Hani bir insan müslüman olmadan cennete giremeyecek , o zaman Amerikadaki adamın suçu ne , o neden hristiyan ailede doğduğu ve bu şekilde büyütüldüğü için çok iyi birisi olsa da cehenneme gidecek fakat bir adam sırf müslümanım diye her türlü kötülüğü yapıp cennete girecek? Adalet mi bu? diye soranlar olmakta , size zaten ayetle cevap verilmiş ;
Gerçekten, Allah, Kendisi'ne şirk koşulmasını bağışlamaz. Bunun dışında kalanı ise, dilediğini bağışlar. Kim Allah'a şirk koşarsa, doğrusu büyük bir günahla iftira etmiş olur. (Nisa Suresi, 48)
Allah sizi, yeminlerinizdeki 'rastgele söylemelerinizden, boş, amaçsız sözler'den dolayı sorumlu tutmaz; fakat kalplerinizin kazandıklarından dolayı sorumlu tutar. Allah bağışlayandır, yumuşak davranandır. (Bakara Suresi, 225)

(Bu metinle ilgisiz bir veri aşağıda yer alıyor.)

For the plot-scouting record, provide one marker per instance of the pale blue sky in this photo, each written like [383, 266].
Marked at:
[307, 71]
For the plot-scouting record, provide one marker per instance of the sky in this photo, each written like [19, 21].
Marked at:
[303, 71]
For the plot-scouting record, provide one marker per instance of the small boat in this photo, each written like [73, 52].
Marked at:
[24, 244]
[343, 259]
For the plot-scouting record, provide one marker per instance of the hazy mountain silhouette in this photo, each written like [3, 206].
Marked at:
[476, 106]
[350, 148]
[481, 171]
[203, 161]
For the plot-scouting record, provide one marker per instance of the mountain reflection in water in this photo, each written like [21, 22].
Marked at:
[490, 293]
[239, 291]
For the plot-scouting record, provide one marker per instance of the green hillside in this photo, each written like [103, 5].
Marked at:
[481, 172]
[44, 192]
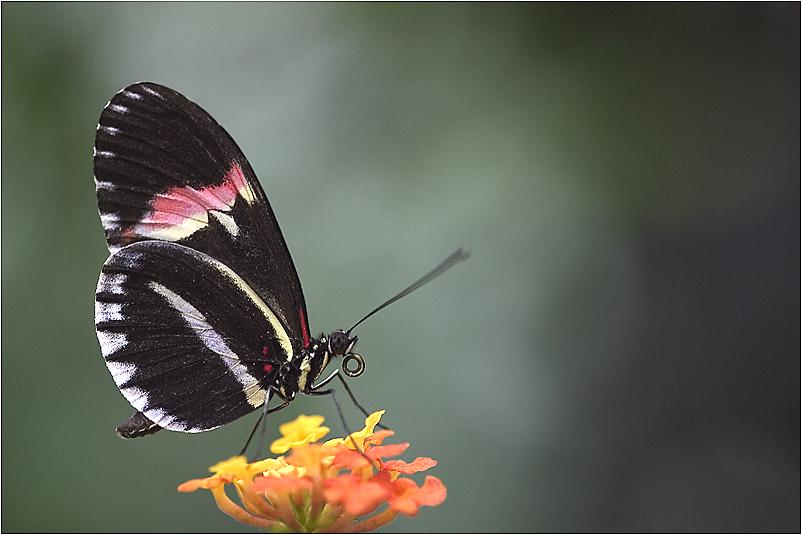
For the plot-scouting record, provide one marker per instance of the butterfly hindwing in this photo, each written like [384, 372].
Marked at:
[187, 340]
[166, 170]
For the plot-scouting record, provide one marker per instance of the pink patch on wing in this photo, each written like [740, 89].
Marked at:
[179, 212]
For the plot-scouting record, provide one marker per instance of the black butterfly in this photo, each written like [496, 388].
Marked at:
[199, 310]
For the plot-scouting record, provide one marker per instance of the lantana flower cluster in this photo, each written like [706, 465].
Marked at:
[329, 487]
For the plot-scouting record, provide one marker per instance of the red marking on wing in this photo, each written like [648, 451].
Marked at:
[303, 328]
[187, 208]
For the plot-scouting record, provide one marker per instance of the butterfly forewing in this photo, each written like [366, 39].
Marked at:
[166, 170]
[188, 342]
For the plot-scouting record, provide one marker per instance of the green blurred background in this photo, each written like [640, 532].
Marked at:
[622, 351]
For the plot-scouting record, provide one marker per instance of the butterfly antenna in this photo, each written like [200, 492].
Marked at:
[457, 256]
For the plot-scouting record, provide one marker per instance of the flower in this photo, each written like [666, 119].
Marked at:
[323, 487]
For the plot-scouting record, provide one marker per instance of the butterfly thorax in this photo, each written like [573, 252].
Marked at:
[306, 369]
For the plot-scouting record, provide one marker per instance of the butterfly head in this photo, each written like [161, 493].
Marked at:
[340, 344]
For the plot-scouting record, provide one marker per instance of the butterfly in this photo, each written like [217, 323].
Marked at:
[199, 311]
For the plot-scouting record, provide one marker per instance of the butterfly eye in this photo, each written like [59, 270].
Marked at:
[340, 343]
[360, 365]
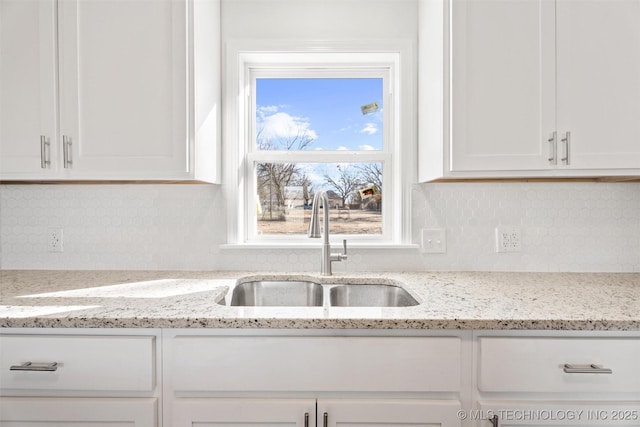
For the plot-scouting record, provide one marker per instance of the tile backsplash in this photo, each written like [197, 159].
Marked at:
[567, 226]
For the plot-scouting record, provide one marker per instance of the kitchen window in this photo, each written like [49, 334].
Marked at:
[318, 121]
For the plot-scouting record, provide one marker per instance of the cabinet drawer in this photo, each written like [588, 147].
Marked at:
[107, 363]
[315, 363]
[538, 364]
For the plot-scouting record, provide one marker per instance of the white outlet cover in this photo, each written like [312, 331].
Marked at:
[434, 240]
[508, 239]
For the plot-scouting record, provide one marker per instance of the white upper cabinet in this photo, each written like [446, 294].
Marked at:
[123, 90]
[502, 84]
[599, 82]
[533, 88]
[28, 131]
[127, 107]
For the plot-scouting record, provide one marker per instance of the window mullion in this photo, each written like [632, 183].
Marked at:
[318, 157]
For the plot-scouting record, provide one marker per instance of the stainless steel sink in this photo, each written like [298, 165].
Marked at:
[305, 293]
[370, 295]
[277, 293]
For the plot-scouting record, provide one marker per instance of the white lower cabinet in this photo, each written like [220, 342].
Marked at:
[63, 377]
[311, 412]
[78, 412]
[557, 379]
[311, 379]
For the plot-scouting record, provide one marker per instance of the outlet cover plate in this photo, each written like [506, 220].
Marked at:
[54, 240]
[508, 239]
[434, 240]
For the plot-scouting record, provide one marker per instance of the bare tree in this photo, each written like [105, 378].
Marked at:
[345, 184]
[273, 178]
[371, 174]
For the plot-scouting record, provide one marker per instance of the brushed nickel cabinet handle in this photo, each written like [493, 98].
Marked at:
[567, 148]
[586, 369]
[66, 148]
[45, 157]
[553, 148]
[35, 367]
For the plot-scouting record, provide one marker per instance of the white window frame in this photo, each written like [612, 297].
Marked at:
[248, 60]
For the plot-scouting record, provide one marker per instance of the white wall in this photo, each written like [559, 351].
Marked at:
[565, 227]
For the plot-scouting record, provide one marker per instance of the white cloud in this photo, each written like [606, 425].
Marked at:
[283, 125]
[370, 129]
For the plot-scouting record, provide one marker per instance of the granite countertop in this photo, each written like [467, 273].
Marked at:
[449, 300]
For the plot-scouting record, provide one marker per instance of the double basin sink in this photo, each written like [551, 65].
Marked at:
[302, 293]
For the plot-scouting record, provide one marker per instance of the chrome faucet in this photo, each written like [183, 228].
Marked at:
[314, 232]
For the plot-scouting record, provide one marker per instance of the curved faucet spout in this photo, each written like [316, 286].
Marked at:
[314, 232]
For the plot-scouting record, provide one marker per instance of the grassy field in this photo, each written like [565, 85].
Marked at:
[342, 221]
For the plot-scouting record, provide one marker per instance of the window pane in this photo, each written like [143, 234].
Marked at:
[319, 113]
[285, 194]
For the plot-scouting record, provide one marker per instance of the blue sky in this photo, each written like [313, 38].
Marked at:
[327, 110]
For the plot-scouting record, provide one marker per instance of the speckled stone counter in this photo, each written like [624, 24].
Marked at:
[448, 300]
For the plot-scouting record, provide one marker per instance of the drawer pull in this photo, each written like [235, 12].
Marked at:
[40, 367]
[586, 369]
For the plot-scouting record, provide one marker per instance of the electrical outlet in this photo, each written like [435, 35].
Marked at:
[54, 240]
[434, 240]
[508, 239]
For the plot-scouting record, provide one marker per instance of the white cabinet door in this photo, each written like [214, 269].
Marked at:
[243, 412]
[27, 88]
[79, 412]
[123, 90]
[550, 414]
[599, 82]
[389, 413]
[503, 84]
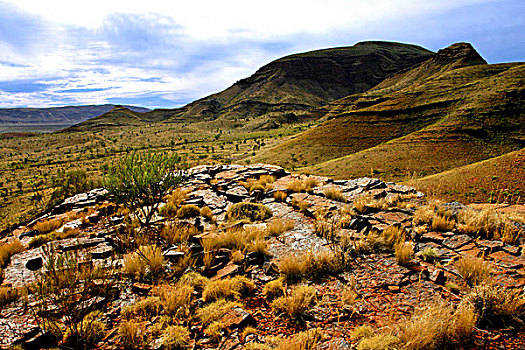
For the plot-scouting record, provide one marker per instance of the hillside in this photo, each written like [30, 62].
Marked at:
[291, 87]
[425, 120]
[56, 115]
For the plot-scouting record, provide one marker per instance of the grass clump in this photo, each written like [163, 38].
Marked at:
[7, 250]
[188, 211]
[144, 264]
[248, 211]
[306, 340]
[297, 302]
[278, 226]
[280, 196]
[335, 194]
[475, 271]
[215, 311]
[175, 337]
[489, 224]
[228, 288]
[274, 289]
[497, 307]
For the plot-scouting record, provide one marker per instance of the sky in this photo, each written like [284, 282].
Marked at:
[165, 54]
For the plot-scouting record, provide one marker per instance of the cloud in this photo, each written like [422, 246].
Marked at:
[160, 54]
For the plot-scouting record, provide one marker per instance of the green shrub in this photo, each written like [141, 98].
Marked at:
[248, 211]
[140, 181]
[188, 211]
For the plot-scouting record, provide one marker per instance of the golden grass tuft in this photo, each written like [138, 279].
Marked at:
[280, 196]
[306, 340]
[297, 302]
[278, 226]
[175, 337]
[231, 288]
[335, 194]
[7, 250]
[475, 271]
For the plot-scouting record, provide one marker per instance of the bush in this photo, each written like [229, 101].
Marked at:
[297, 302]
[248, 211]
[140, 181]
[188, 211]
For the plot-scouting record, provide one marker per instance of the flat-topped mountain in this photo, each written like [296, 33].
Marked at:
[291, 87]
[451, 110]
[56, 115]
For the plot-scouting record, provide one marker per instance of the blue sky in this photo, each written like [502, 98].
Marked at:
[168, 53]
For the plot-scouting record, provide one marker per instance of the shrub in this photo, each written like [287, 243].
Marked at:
[177, 233]
[306, 340]
[274, 289]
[175, 338]
[277, 226]
[188, 211]
[7, 250]
[335, 194]
[280, 196]
[140, 181]
[227, 288]
[8, 295]
[475, 271]
[297, 302]
[249, 211]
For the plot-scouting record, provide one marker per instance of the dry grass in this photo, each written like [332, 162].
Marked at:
[231, 288]
[175, 338]
[147, 262]
[297, 302]
[280, 196]
[475, 271]
[404, 253]
[177, 233]
[7, 250]
[132, 334]
[274, 289]
[278, 226]
[215, 311]
[335, 194]
[489, 224]
[176, 300]
[194, 280]
[306, 340]
[497, 307]
[46, 226]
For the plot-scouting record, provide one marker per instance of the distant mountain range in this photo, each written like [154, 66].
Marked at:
[56, 115]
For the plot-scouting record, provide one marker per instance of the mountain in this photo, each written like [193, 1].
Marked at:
[453, 109]
[56, 115]
[292, 87]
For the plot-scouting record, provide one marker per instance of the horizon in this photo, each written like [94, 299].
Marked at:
[157, 56]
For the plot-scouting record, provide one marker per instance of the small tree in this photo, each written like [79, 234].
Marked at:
[140, 181]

Ben din adı altında insan öldürenlerin zaten müslüman olduğunu zannetmiyorum. Keza müslümanlıkta Allah'tan başka kimse bir insanı yargılayamaz. Bu çok müslüman arkadaşlar "sen sunnimisin?" diye soruyor ve evet diyene "sen bir müşriksin" deyip kafasını kesiyor. Bak karşısındaki de müslüman , sadece farklı mezhepten. Keza Allah "tatlı ve güzel bir dille uyarın , uymazlarsa bırakın , keza cezasını ben vereceğim" der ama bu arkadaşlar (tövbe haşa) kendini Allah yerine koyup cezasını kendileri vermektedir ve feci bir şirk e düşmketedir. Keza Allah yukarıda bahsettiğim ayettte sadece şirkin kabul olmayacağını bildirmektedir. Yani o çok müslüman şiiler cennete giremeyecekken çok hristiyan katolikler girebilir. Kimsenin içini Allah'tan başkası bilemez ve kimse tabii olduğu sınavı anlayamaz. Nerede doğarsanız , aileniz kim olursa olsun sınavdasınız...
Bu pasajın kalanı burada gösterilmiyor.